Sunday, September 29, 2013

This time, for once, not what McMorrow said... (Blog Post No. 2013-9)

In another of our series on what's happening in coverage of the urban fabric in local media ("they write about it, we give it the once over"), I come today to disagree with the generally very sound Paul McMorrow and his recent opinion piece in the Boston Globe advocating for the demolition of Boston City Hall and its sale as a development site for one or more high-rise towers to punctuate the High Spine's end in downtown west (the last bit about the High Spine is my reading into what Paul is saying). The piece can be found here - Boston City Hall Should Be Torn Down - and while it's as well written as usual, it's just not doing it for your correspondent.

I will stipulate that the building is an affront in almost every way (though it's thankfully not a high-rise itself). But the real problem with City Hall from the perspective of living and working and just being in this, our fair city, is its total lack of urban conviviality, its open hostility in the way in which it meets everything around it. Faithful members of RTUF Nation may recall that yours truly blogged about this issue some time ago in A response and a concern, and what I said then goes quadruple after reading the arguments offered by David Friedman, my fellow Bostonian living up the road in Jamaica Plain who happens, not without importance for the discussion there and here, to be a professor emeritus of architectural history at MIT, in his letter to the editors of the Globe in response to the article ("An American Classic"). Maybe he's more than just a "casual observer," but the good professor's letter merely proves, if there remained any meaningful doubt, the building's defenders are largely, if not exclusively, object building fetishists with virtually no regard for the consequences of foisting what amounts to an oversized modernist sculpture on a critically important urban location. And I quite frankly can't see that opening up the atrium at the middle of the building solves any of the problems with the building that matter to me.

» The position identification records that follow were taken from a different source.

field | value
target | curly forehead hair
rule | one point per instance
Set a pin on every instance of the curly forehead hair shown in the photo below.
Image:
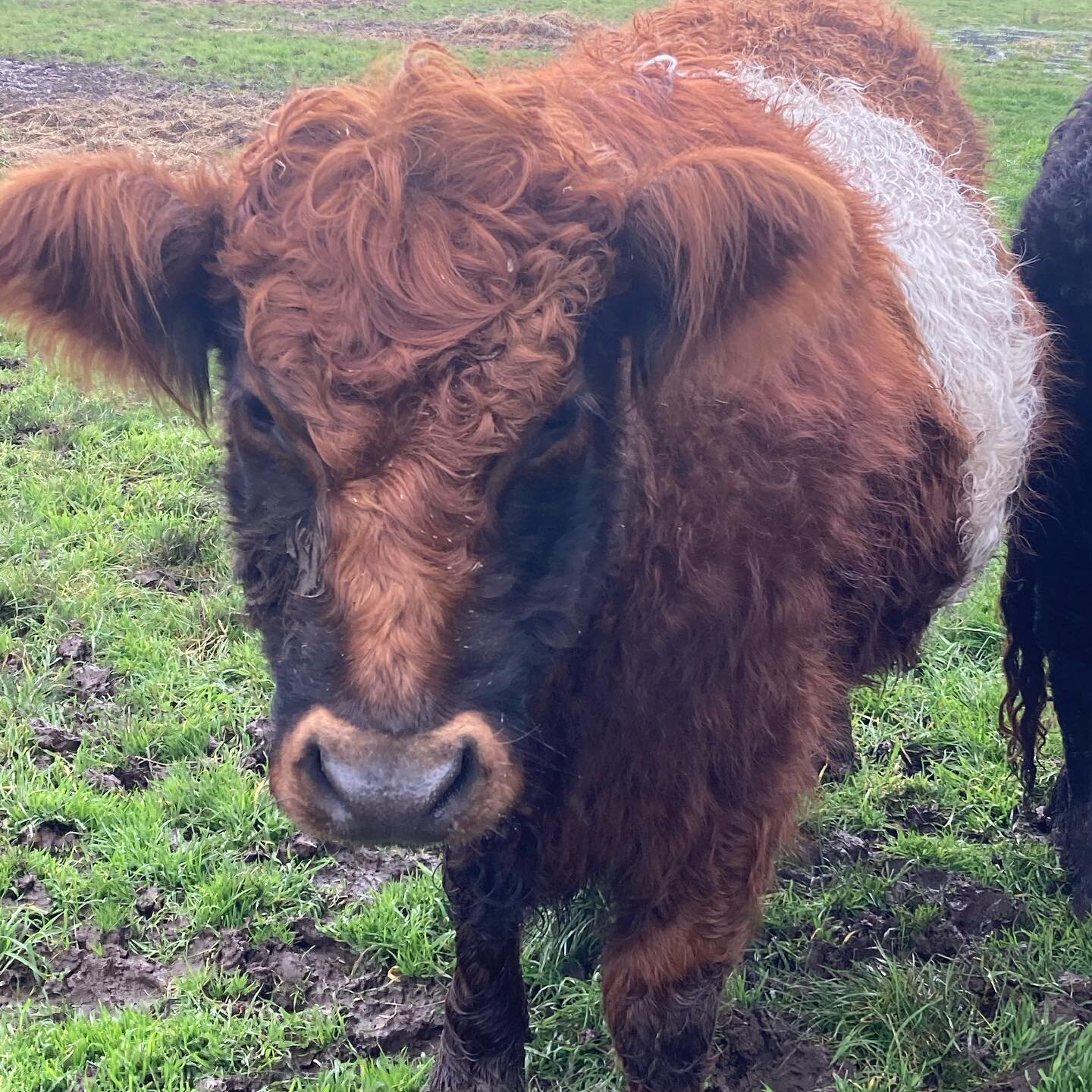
(431, 240)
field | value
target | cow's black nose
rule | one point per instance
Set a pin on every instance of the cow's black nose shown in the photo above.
(405, 793)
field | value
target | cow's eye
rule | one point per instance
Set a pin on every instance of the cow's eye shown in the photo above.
(258, 414)
(560, 426)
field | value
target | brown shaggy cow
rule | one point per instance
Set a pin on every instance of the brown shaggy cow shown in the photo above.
(592, 431)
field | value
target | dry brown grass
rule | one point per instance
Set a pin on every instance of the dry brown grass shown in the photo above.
(178, 130)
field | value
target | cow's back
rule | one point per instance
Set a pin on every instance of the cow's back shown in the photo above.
(861, 41)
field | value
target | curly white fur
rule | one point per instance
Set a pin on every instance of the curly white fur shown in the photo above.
(972, 315)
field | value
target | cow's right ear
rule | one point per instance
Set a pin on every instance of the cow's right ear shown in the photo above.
(104, 261)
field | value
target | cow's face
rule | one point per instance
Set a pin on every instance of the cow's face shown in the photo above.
(436, 307)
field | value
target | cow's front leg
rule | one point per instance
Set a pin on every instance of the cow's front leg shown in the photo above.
(663, 973)
(664, 963)
(485, 1029)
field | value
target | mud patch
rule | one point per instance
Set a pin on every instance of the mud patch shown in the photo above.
(504, 30)
(759, 1051)
(159, 580)
(47, 108)
(27, 891)
(52, 836)
(260, 734)
(965, 911)
(1059, 50)
(52, 739)
(399, 1015)
(133, 772)
(102, 970)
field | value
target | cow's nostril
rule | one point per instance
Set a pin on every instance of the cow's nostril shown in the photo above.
(464, 771)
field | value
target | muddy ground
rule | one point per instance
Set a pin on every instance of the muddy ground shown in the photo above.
(935, 915)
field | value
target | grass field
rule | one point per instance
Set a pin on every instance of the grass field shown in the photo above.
(162, 927)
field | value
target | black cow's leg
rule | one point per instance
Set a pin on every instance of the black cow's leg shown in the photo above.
(485, 1030)
(1072, 686)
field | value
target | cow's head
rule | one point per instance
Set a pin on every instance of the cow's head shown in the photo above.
(435, 306)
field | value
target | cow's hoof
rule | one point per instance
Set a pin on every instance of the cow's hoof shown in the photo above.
(489, 1075)
(1072, 833)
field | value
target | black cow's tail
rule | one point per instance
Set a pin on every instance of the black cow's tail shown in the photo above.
(1025, 696)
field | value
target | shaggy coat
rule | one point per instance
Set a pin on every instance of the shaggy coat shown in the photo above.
(592, 431)
(1047, 593)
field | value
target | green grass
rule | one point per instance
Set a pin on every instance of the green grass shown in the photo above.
(93, 491)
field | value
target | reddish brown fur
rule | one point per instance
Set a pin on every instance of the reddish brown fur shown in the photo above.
(415, 262)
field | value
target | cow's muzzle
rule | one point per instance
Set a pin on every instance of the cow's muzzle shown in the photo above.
(453, 783)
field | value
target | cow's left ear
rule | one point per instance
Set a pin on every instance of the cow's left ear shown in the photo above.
(730, 243)
(104, 261)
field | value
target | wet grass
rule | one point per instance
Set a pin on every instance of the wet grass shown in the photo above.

All of that said, I'm not with Paul on tearing the building down. I may have been born and raised in New York and I am very comfortable with tall buildings, but I don't see big height as critical at this location. I'd rather see the city make a real go at opening up the building to the adjacent plaza and, as importantly, Congress Street and filling in the broad array of dead spaces on its perimeter before we decide to tear it down and go somewhere else.